I have a few related questions about managing aligned memory blocks. Cross-platform answers would be ideal. However, as I'm pretty sure a cross-platform solution does not exist, I'm mainly interested in Windows and Linux and to a (much) lesser extent Mac OS and FreeBSD.

  1. What's the best way of getting a chunk of memory aligned on 16-byte boundaries? (I'm aware of the trivial method of using malloc(), allocating a little extra space and then bumping the pointer up to a properly aligned value. I'm hoping for something a little less kludge-y, though. Also, see below for additional issues.)

  2. If I use plain old malloc(), allocate extra space, and then move the pointer up to where it would be correctly aligned, is it necessary to keep the pointer to the beginning of the block around for freeing? (Calling free() on pointers to the middle of the block seems to work in practice on Windows, but I'm wondering what the standard says and, even if the standard says you can't, whether it works in practice on all major OS's.
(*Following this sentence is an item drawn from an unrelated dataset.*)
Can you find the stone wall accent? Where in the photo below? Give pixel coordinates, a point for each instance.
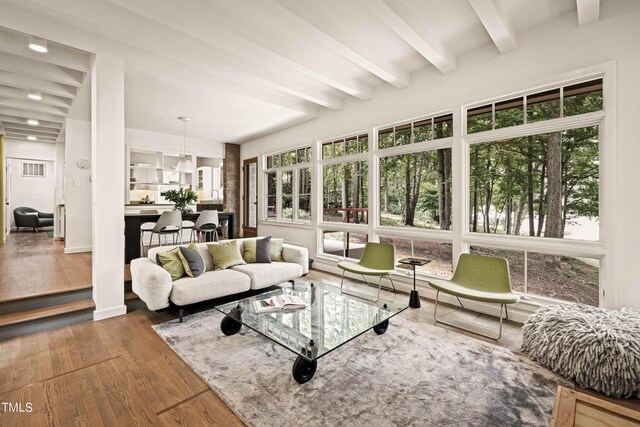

I don't care about obscure DS9K-like OS's.)

  3. This is the hard/interesting part. What's the best way to reallocate a memory block while preserving alignment? Ideally this would be something more intelligent than calling malloc(), copying, and then calling free() on the old block. I'd like to do it in place where possible.

Answer

paxdiablo picture paxdiablo · Feb 21, 2011
  1. If your implementation has a standard data type that needs 16-byte alignment (long long for example), malloc already guarantees that your returned blocks will be aligned correctly. Section 7.20.3 of C99 states The pointer returned if the allocation succeeds is suitably aligned so that it may be assigned to a pointer to any type of object.
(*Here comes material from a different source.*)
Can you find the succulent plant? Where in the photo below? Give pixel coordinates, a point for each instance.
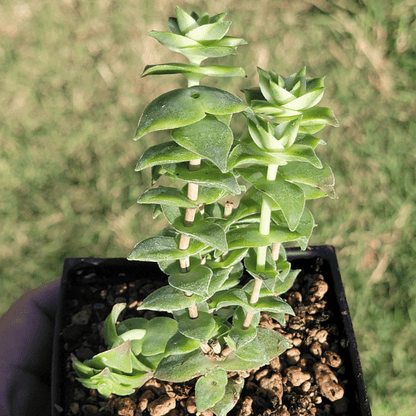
(214, 333)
  2. You have to pass back the exact same address into free as you were given by malloc. No exceptions. So yes, you need to keep the original copy.

  3. See (1) above if you already have a 16-byte-alignment-required type.
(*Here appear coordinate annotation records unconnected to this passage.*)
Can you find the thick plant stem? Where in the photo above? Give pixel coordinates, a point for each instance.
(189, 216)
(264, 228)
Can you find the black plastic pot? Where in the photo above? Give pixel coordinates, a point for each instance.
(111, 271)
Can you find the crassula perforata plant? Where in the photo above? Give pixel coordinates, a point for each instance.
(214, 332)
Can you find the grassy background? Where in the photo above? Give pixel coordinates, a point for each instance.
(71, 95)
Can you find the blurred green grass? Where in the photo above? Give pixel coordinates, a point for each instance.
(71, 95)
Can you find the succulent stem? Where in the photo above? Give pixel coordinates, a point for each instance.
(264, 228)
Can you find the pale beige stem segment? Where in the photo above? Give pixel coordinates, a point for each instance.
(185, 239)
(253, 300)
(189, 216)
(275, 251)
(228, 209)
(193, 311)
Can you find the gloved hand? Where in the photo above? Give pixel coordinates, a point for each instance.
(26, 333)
Beyond that, you may well find that your malloc implementation gives you 16-byte-aligned addresses anyway for efficiency although it's not guaranteed by the standard. If you require it, you can always implement your own allocator.

Myself, I'd implement a malloc16 layer on top of malloc that would use the following structure:

some padding for alignment (0-15 bytes)
size of padding (1 byte)
16-byte-aligned area

Then have your malloc16() function call malloc to get a block 16 bytes larger than requested, figure out where the aligned area should be, put the padding length just before that and return the address of the aligned area.

For free16, you would simply look at the byte before the address given to get the padding length, work out the actual address of the malloc'ed block from that, and pass that to free.

This is untested but should be a good start:

void *malloc16 (size_t s) {
    unsigned char *p;
    unsigned char *porig = malloc (s + 0x10);   // allocate extra
    if (porig == NULL) return NULL;             // catch out of memory
    p = (porig + 16) & (~0xf);                  // insert padding
    *(p-1) = p - porig;                         // store padding size
    return p;
}

void free16(void *p) {
    unsigned char *porig = p;                   // work out original
    porig = porig - *(porig-1);                 // by subtracting padding
    free (porig);                               // then free that
}

The magic line in the malloc16 is p = (porig + 16) & (~0xf); which adds 16 to the address then sets the lower 4 bits to 0, in effect bringing it back to the next lowest alignment point (the +16 guarantees it is past the actual start of the maloc'ed block).

Now, I don't claim that the code above is anything but kludgey. You would have to test it in the platforms of interest to see if it's workable. Its main advantage is that it abstracts away the ugly bit so that you never have to worry about it.